The recent decision involving a former BBC Look North presenter raises a question that will be familiar to long-suffering followers of this blog: “who bears responsibility when tax avoidance schemes go wrong?” (Arrivistes may care to read this summary of the many pieces I wrote about footballers. And this, on how the professionals get away with it.)
The legal answer is straightforward.
As I explained here, the drafters of the IR35 regime intended that, if IR35 applied, the tax liability should sit with the engager (here the BBC). That made sense for several reasons: the engager were beneficiaries of the use of personal service companies (they avoided liability to employers’ NICs) and the tax can be collected from the engagers (in practice, very often it can’t be from PSCs).
But the Government of the time gave in to lobbying from engagers. And the result was the unfortunate situation we now see, where historic liabilities are shuffled onto those with the least knowledge and often without the resources to meet them.*
And alongside the legal question there is a moral one: are the presenters really to blame?
Answering that question is altogether more difficult. Some presenters will be financially sophisticated. Some will knowingly have engaged in risky tax behaviour. But a great majority will have relied on their advisers, will have been tacitly encouraged by the attitude of the BBC (‘how could the BBC be involved in tax avoidance?’) or other major broadcasters, and will have been fortified by the many years in which HMRC seemed barely to bother to apply IR35.

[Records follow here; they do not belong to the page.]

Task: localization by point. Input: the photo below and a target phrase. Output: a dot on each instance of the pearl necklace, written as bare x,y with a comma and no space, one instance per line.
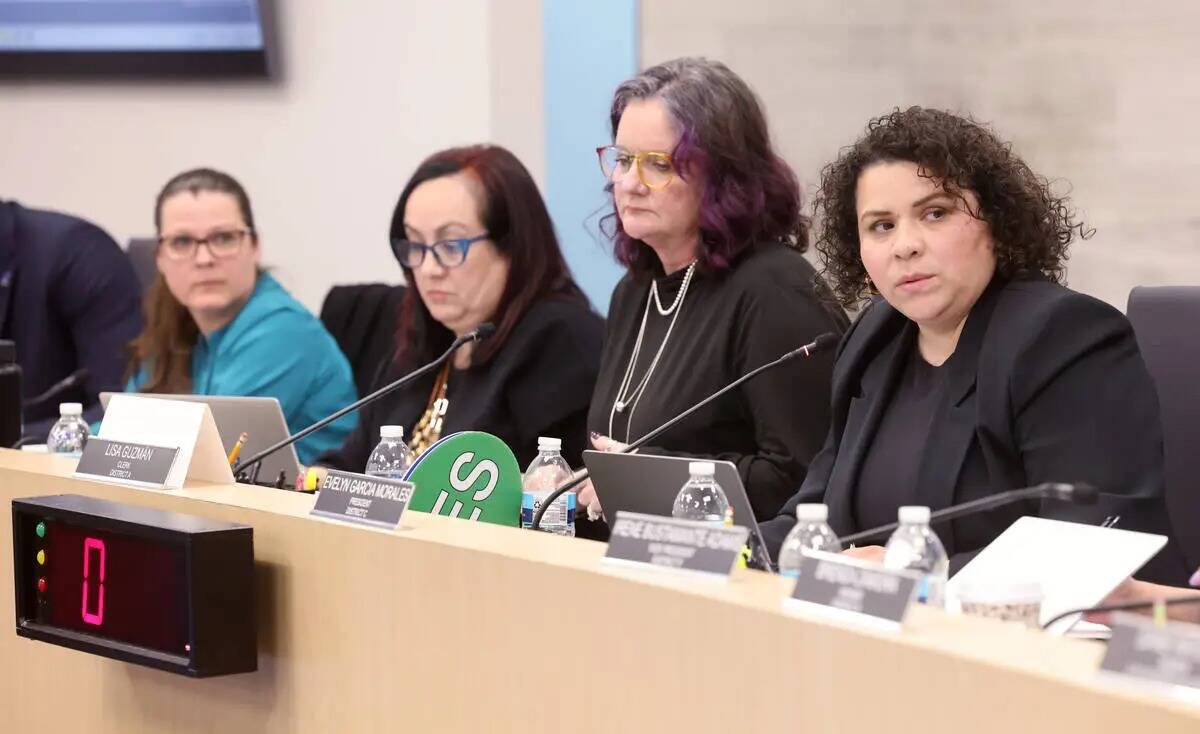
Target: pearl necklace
627,398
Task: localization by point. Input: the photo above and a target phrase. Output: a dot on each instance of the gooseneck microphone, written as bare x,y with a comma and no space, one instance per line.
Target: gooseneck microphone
819,344
477,335
1168,601
72,380
1079,494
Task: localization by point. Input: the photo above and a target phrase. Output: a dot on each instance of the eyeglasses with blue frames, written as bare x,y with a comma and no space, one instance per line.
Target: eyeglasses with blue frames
449,253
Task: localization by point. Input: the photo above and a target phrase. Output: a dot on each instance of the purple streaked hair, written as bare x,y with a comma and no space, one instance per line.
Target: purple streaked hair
751,196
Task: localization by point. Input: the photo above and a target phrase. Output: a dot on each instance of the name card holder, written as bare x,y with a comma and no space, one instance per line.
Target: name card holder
138,464
363,500
1162,659
853,590
649,541
185,427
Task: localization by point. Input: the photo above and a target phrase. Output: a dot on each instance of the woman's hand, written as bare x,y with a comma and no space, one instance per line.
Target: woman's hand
1133,590
869,553
586,498
586,493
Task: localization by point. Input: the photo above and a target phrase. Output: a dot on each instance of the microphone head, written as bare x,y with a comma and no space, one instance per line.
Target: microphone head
1080,493
484,330
826,341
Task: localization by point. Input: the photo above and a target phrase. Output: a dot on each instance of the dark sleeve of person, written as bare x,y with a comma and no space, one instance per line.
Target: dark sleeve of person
789,405
1086,410
551,385
100,296
1084,404
817,477
811,491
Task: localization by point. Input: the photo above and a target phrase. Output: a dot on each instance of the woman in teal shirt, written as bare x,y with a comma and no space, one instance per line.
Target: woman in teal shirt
217,324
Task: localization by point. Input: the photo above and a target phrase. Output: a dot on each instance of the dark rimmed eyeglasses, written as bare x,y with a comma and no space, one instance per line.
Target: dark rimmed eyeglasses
222,244
449,253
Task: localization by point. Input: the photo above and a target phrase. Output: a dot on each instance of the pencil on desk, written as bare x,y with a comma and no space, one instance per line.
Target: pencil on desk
237,447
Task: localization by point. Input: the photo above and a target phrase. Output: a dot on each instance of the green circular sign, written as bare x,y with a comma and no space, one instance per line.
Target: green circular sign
471,475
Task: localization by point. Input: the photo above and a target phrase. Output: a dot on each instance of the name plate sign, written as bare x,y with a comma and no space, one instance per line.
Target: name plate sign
665,542
846,585
1167,655
126,462
367,500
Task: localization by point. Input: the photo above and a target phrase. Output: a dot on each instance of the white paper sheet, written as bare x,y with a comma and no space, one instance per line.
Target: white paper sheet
1077,565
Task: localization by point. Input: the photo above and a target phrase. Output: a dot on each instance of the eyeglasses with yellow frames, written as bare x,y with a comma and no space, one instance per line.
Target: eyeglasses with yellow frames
654,168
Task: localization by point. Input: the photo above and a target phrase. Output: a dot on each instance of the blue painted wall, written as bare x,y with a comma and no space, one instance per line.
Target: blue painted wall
588,48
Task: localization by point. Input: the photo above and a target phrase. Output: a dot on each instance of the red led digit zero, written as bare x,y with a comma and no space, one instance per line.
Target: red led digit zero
97,617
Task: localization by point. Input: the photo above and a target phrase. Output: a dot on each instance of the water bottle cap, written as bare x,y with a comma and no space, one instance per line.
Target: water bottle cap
701,468
811,513
913,515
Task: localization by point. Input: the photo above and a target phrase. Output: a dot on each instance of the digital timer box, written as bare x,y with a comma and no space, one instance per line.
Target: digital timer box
160,589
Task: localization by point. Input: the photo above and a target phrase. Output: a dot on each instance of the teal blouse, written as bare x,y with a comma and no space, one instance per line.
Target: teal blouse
276,348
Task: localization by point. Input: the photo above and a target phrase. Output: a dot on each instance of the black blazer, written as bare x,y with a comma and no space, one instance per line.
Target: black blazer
70,299
1047,385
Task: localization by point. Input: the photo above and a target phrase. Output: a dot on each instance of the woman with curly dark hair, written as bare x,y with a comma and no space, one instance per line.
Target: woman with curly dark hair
708,221
971,369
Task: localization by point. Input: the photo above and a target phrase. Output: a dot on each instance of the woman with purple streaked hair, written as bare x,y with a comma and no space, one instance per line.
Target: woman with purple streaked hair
707,220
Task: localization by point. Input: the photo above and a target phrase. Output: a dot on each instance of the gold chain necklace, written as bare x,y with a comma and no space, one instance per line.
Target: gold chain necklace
429,428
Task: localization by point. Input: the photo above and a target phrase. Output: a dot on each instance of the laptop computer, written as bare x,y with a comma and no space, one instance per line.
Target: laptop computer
639,482
261,417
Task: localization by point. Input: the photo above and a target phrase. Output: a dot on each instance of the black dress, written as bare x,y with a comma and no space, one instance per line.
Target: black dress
726,325
538,384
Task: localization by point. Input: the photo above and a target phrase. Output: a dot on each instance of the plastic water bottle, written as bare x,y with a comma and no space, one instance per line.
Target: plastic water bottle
811,533
547,471
916,547
70,434
701,498
391,457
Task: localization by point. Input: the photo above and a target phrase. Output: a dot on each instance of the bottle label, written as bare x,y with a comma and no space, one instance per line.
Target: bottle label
531,501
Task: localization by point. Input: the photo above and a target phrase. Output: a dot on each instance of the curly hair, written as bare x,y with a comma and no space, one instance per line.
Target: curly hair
750,194
1030,226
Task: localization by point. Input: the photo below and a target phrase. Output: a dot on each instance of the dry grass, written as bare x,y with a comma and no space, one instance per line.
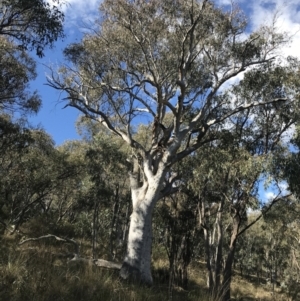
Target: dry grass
38,272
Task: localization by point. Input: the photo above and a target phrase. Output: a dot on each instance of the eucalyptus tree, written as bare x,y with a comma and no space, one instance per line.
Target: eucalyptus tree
148,58
33,25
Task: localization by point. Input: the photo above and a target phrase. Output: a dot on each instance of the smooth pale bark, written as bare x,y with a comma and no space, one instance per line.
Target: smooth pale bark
227,273
137,263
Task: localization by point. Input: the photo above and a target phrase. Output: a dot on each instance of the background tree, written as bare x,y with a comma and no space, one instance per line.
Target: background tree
149,58
33,24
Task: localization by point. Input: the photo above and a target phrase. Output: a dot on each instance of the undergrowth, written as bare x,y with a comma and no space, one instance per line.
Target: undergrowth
42,272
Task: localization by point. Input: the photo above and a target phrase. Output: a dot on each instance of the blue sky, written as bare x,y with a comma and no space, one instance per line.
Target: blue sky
60,123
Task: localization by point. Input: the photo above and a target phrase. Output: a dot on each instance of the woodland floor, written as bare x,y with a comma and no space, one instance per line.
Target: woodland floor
40,271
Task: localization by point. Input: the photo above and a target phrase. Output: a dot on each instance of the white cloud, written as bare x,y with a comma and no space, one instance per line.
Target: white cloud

Is it really fair that we point the finger only at the presenter? Should the BBC escape moral obloquy? And what of the army of advisers?
Meanwhile, for those presenters who can lay reasonable claim not to be caught by IR35, further difficulties mount up.
HMRC is one actor and can behave strategically. It can choose the cases with the ‘ugliest’ fact patterns – for example, the Look North case mentioned above – and seek to establish the law by reference to those cases. Principles developed in those ‘ugly’ cases will then be applied to better fact patterns.
But the presenters are disparate. They may act in what they perceive to be their own interests rather than the collective interest. They may bear costs personally rather than pooling and sharing them – and so lack the resources to engage the best representatives. And they may not think to put their ‘best’ cases forward: will news presenters hold their cases back so that the easier categories of sports and talk presenters can go first?
These assessment whether IR35 applies involves a delicate balance of complex facts. It is far from straightforward. And it is perfectly possible – indeed it is likely – that these structural imbalances as between the disparate group of presenters, on the one hand, and HMRC, on the other, will cause whole classes of presenter who might otherwise escape liability instead to bear it.
Hard cases, as every lawyer knows, make bad law.
The weight of tax liability, moral responsibility, and the burden of bad law. All could come to fall on presenters.
*For tax liabilities accruing from the start of this tax year, we will revert to the original intention, but only in respect of public sector employers. This biased approach makes little sense. Writing on the day of his announcement, I argued that this step made little sense unless you wanted to tilt the playing field in favour of public sector outsourcers.
**Transparency note. I am professionally active in this field advising both broadcasters and presenters.